For Immediate Release
November 21, 2011

Contact: Steve Ellis
202-546-8500 x126

Super Failure: Time for Congress to Do Its Job

The following is a written statement by Ms. Ryan Alexander, president of Taxpayers for Common Sense on the failure of the Joint Select Committee on Deficit Reduction to achieve any agreement to reduce the deficit.
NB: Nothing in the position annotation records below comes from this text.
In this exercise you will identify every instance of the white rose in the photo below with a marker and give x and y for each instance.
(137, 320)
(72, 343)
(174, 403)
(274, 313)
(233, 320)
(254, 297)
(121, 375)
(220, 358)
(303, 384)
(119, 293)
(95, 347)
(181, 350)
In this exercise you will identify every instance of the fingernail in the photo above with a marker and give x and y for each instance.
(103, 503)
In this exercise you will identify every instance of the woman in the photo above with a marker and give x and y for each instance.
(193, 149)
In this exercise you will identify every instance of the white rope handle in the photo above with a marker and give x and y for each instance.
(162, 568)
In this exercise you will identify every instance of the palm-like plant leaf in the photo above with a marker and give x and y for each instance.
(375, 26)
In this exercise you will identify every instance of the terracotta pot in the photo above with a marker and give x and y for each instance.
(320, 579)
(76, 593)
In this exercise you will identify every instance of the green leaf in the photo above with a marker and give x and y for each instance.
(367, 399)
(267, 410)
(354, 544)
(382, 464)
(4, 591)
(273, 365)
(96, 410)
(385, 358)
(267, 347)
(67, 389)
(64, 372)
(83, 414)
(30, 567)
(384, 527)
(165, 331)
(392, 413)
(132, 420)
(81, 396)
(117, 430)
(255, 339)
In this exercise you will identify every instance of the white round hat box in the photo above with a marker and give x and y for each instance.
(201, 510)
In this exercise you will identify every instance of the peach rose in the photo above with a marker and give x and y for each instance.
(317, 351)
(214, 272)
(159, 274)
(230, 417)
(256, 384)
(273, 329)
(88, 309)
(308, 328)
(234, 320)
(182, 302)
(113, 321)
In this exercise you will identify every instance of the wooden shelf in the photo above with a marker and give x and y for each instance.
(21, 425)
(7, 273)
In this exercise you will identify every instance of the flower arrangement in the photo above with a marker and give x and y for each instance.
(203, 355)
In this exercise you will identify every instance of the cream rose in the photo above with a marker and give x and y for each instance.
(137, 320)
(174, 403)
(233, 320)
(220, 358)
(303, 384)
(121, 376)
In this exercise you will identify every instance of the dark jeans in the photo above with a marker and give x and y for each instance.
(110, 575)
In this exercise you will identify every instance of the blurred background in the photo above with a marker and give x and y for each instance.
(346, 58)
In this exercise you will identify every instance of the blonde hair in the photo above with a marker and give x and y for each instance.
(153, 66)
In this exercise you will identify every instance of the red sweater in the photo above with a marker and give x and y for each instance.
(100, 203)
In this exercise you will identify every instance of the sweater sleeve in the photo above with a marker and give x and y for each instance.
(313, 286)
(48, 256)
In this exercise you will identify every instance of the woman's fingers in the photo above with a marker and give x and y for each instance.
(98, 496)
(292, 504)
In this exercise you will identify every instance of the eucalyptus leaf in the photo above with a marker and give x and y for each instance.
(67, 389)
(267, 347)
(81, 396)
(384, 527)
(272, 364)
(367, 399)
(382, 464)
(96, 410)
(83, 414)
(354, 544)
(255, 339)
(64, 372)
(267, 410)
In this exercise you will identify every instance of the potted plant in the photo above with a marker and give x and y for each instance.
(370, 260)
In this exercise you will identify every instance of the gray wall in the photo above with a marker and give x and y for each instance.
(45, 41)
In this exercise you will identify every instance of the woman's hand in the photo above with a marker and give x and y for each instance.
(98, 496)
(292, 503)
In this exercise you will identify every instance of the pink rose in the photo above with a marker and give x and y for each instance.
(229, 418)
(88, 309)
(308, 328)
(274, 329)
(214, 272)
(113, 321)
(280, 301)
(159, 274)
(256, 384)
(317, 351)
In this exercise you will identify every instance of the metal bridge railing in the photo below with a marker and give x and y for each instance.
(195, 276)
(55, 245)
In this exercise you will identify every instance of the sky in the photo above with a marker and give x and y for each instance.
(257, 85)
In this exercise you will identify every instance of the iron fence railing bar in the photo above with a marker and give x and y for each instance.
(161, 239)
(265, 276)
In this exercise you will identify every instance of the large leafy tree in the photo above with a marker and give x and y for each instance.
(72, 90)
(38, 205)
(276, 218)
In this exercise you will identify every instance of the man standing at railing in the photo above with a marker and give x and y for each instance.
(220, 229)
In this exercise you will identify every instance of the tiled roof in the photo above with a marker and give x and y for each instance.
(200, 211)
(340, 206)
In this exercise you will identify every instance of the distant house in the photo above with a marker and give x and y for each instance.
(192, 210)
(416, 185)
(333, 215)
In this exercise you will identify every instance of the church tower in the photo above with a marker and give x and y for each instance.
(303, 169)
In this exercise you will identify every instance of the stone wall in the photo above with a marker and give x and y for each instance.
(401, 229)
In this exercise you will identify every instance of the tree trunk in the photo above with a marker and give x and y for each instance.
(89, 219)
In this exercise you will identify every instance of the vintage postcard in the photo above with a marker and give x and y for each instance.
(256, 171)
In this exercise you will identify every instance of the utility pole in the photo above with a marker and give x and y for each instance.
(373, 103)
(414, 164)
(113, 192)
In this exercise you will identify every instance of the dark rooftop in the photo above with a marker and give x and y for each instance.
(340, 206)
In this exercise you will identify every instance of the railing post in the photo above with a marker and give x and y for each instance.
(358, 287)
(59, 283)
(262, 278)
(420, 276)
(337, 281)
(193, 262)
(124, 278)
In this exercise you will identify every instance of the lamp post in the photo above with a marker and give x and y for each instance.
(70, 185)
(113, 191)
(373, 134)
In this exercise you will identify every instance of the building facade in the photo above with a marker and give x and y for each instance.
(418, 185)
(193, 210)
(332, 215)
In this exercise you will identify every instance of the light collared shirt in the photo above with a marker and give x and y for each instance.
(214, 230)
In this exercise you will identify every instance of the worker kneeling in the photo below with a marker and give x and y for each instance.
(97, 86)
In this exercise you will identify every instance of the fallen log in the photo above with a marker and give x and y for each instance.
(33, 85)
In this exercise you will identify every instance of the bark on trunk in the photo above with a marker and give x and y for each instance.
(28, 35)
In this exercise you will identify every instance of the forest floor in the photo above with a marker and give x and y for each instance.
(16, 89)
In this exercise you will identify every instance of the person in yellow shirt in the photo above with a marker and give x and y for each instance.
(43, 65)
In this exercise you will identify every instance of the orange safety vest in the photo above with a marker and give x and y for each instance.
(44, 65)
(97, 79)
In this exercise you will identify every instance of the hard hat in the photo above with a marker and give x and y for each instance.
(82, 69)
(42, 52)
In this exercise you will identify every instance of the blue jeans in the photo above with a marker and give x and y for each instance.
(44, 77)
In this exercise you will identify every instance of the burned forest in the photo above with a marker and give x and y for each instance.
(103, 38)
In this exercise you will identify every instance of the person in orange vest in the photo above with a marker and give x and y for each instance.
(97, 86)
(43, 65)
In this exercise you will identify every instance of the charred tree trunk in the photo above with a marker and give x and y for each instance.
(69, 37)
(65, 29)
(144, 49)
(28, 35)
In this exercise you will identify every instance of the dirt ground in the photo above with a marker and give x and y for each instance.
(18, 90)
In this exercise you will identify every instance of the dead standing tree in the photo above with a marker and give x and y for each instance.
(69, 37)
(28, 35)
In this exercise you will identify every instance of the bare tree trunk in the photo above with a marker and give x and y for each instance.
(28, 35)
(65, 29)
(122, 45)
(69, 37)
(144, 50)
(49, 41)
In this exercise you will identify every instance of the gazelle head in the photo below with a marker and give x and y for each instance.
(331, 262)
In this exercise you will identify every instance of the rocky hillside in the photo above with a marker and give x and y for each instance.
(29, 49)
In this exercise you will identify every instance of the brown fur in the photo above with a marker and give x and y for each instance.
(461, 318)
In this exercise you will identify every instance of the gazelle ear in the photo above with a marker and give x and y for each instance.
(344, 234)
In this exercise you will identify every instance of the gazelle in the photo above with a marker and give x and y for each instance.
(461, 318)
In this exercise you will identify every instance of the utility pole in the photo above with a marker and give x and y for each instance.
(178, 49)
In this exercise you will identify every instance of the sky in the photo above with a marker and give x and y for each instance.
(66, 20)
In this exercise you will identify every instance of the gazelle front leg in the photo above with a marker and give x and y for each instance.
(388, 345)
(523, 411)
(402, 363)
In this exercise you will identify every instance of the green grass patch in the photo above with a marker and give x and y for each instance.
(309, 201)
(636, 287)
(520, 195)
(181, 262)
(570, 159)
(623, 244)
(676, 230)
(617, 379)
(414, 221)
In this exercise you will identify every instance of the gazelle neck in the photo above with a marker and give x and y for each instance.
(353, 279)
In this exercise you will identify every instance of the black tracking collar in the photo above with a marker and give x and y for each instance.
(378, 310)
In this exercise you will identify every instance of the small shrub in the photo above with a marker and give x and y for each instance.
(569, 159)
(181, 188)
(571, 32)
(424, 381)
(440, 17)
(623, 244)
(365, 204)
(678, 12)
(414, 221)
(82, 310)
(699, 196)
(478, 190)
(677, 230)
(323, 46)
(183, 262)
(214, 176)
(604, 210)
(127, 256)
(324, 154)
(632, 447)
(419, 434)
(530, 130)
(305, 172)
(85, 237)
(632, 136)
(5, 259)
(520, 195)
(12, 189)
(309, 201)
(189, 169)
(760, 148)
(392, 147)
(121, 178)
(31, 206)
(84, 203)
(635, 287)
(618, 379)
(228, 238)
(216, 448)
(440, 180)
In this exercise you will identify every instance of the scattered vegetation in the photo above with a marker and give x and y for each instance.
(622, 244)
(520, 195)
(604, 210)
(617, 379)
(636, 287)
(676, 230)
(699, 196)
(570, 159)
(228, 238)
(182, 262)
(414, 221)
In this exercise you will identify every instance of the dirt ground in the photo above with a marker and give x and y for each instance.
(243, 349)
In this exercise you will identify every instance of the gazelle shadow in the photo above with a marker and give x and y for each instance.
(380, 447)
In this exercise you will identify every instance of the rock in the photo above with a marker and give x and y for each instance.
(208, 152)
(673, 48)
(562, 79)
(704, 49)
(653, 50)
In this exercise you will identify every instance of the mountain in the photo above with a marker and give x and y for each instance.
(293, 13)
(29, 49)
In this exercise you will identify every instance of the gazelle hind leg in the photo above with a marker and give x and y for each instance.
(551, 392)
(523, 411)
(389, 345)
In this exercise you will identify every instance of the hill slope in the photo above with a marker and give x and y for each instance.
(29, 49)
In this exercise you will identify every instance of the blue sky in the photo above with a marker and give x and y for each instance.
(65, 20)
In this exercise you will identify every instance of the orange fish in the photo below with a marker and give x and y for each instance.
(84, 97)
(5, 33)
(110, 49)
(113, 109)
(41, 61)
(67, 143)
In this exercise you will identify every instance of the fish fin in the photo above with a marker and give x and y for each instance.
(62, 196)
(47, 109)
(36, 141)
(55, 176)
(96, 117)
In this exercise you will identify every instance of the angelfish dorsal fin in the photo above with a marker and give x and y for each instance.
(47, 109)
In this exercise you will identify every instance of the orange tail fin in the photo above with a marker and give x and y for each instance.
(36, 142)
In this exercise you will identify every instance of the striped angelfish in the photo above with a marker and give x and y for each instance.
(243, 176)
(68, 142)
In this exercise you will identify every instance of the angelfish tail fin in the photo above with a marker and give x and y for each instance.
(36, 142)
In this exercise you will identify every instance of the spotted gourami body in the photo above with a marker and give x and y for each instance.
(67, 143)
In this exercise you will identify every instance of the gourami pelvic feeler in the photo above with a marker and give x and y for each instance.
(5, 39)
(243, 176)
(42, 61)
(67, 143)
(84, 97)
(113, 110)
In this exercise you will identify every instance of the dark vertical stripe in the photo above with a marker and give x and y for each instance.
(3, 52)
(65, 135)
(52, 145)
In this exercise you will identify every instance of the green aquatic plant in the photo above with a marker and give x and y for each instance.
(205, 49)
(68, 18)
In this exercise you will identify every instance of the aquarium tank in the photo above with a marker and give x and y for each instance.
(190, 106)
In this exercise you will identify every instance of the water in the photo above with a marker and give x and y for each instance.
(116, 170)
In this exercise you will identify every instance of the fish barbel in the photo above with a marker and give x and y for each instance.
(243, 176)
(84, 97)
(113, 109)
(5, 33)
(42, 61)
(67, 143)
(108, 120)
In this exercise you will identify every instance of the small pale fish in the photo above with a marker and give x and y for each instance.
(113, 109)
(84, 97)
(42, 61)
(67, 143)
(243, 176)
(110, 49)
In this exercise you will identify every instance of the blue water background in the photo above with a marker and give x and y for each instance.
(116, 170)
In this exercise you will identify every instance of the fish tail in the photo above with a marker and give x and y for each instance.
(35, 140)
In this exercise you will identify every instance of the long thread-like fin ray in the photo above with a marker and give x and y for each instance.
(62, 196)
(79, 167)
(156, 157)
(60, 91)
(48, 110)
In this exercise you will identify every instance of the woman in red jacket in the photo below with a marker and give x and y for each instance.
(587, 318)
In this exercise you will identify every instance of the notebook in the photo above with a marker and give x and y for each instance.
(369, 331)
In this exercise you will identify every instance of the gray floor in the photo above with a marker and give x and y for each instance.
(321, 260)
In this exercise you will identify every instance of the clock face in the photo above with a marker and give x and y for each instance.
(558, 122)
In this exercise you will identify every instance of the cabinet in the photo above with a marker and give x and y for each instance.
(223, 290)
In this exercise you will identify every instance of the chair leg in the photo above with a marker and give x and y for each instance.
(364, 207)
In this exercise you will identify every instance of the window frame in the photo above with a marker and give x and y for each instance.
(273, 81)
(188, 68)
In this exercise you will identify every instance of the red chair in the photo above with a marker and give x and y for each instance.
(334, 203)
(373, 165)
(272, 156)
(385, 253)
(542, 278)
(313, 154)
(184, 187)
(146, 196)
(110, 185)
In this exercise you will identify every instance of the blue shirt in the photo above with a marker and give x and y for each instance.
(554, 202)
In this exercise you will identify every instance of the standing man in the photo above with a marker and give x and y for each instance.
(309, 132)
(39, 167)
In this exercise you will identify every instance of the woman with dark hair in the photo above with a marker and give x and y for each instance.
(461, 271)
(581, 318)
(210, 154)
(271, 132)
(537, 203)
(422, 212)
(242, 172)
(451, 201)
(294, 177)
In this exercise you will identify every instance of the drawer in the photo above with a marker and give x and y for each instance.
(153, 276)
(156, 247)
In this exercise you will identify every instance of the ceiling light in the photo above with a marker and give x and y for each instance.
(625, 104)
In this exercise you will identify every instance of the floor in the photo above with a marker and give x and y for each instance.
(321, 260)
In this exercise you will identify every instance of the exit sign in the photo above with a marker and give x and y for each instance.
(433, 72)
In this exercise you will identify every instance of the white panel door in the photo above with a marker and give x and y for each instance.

Congress gambled and lost. They rolled the dice and gave twelve bi-partisan, bi-cameral members the chance to find common ground on at least $1.2 trillion in deficit reduction and they came up with snake eyes. The truth is the Super Committee was unnecessary. There are 300 million Americans represented by just 535 lawmakers in Washington, DC. Congress is a super committee. There is nothing that the chosen dozen could do that Congress can’t. The time for excuses is over. Instead of degenerating into the predictable finger-pointing and accusations between the two parties, Congress needs to pick up the pieces and put together credible reform and cuts. We have proposed more than $1.5 trillion in deficit reduction. Some of it spending cuts, some revenue raisers. All of that was before essential tax and entitlement reform that could reap even greater deficit reduction. There are proposals from the Biden group, the Simpson-Bowles committee, and others. After a deliberative process marked by secrecy, the Super Committee should release the “last, best” offers from both the Republicans and Democrats, so taxpayers can evaluate these proposals for themselves. The road map is clear, but the path will be rocky, Congress just needs to act.

The issue isn’t going away. There are real consequences and costs of Super Committee and Congress’ failure. Beyond the damage to the reputation of committee members and House and Senate leadership, the sequestration trigger – $1.2 trillion in across-the-board cuts starting in 2013 – looms on the horizon. It would be far better for Congress to steel their collective spine and take on the issue directly. More than 100 lawmakers from both parties have called for an all of the above strategy to tackle the deficit. Taxpayers for Common Sense will continue to pressure Congress to look past the next election and do what they were elected to do – put the nation’s budgetary house in order. Americans aren’t giving Congress historically record low approval ratings because of what they have done, they’re doing it because of what they haven’t.